In 1974, Gusti Steiner gave courses together with the publicist Ernst Klee at the Frankfurt Adult Education Center , where they carried out provocative actions with disabled and non-disabled participants: They blocked the tram to draw attention to grievances and awarded them the “Goldene Krücke” several times in each case the “biggest rivet in the work of the disabled”. From 1978, Franz Christoph and Horst Frehe founded cripple groups , the name alone was provocation. Non-disabled people were not allowed to take part, following the example of the women's movement, they wanted to analyze the situation among themselves. The aim of the cripple movement was to change the perspective on disability, in the sense of disability studies - to understand disability as a social problem instead of from a medical point of view ( social model of disability ).
From 1979 to 1985 the Krüppelzeitung - "Newspaper from Krüppel for Krüppel" - was published by the
Krüppelgruppen , which later became a marginal show with the air pump .

Cripple Tribunal

On February 25, 1980 the court decision known as the "Frankfurt Judgment" was issued:

"Even the presence of a group of mentally and physically severely disabled people is a deficiency that justifies a reduction in the travel price."

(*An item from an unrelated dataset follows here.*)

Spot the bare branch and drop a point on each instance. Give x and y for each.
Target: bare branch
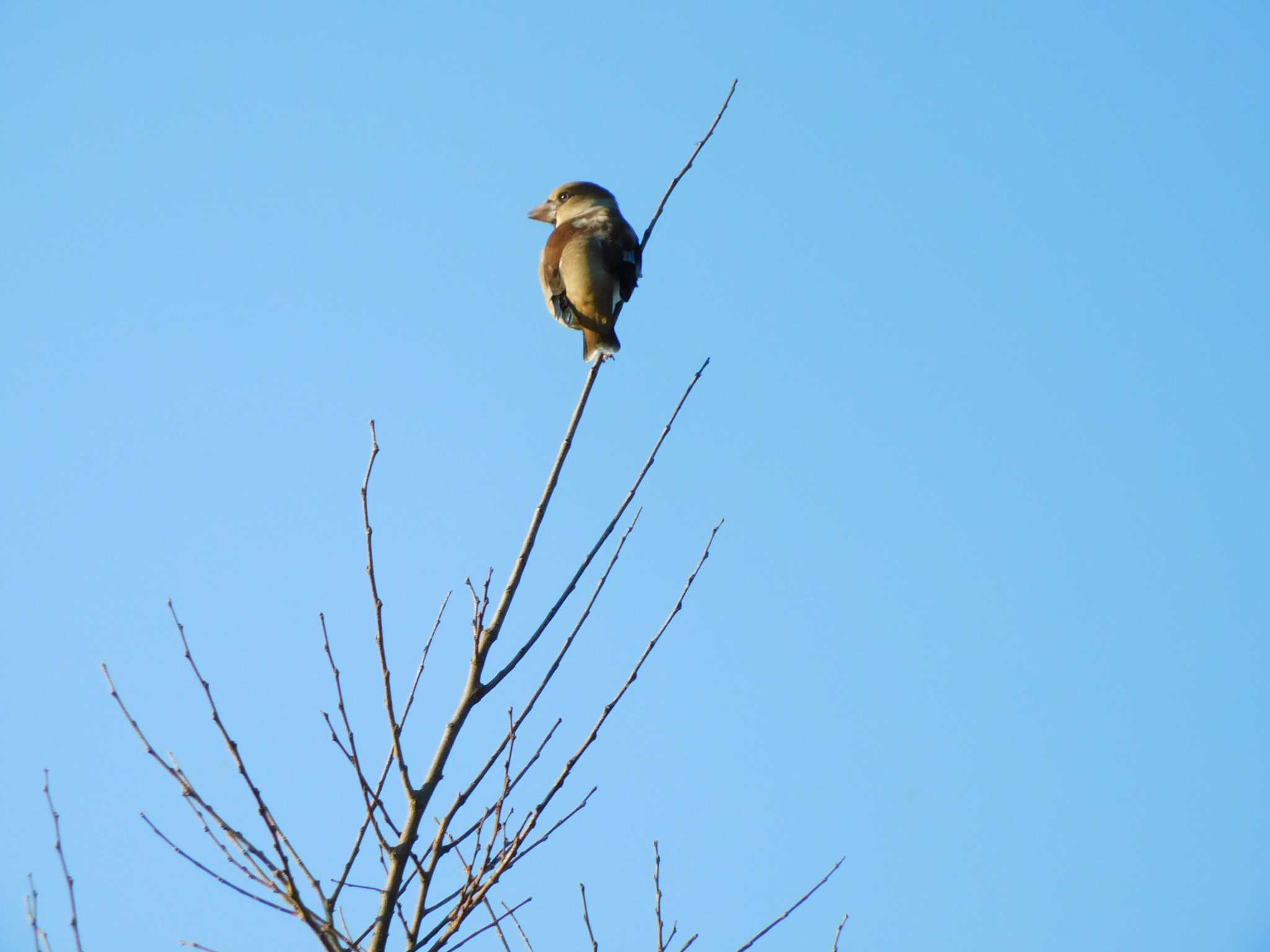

There were numerous protests and on May 8, 1980 a demonstration in Frankfurt am Main , during which attention was drawn to the discrimination against disabled people in Germany.

This was followed by the preparations for the disability initiatives for the UN Year of the Disabled , which had been declared for 1981. The aim of the groups was to use the official events of the UN year to make their concerns heard, such as the disruption of the opening event on January 24th in Dortmund's Westfalenhalle under the motto “Every cripple has his stick” .
The cripple tribunal marked the end of the “Year of the Disabled” . In this, similar to the Russell Tribunal of Amnesty International , human rights violations against disabled people denounced.

The criticism of the marginalization and institutionalization of disabled people was continued at the international specialist congress in Munich in 1982. Under the title Living, Learning, Working in the Community , various models of support for physically handicapped people, such as the concept of independent living from the USA, were presented there.

In November 1986 the advice center for self-determined living was opened in Bremen, the first of more than twenty centers for self-determined living.


See also

Web links

Individual evidence

  1. ^ Georg Theunissen: independent living , accessed on December 29, 2011.
  2. ^ Doris Fleischer: The Disability Rights Movement . Temple University Press, Philadelphia 2001, ISBN 1-56639-812-6 .
  3. handicapped movement , accessed on January 3, 2012.
  4. Oliver Castendyk: Das “Frankfurter Disabled Judgment” , 1994, Springer, p. 15.
  5. ↑ History of Movement ( Memento of October 3, 2012 in the Internet Archive ) (PDF; 97 kB) accessed on January 3, 2012.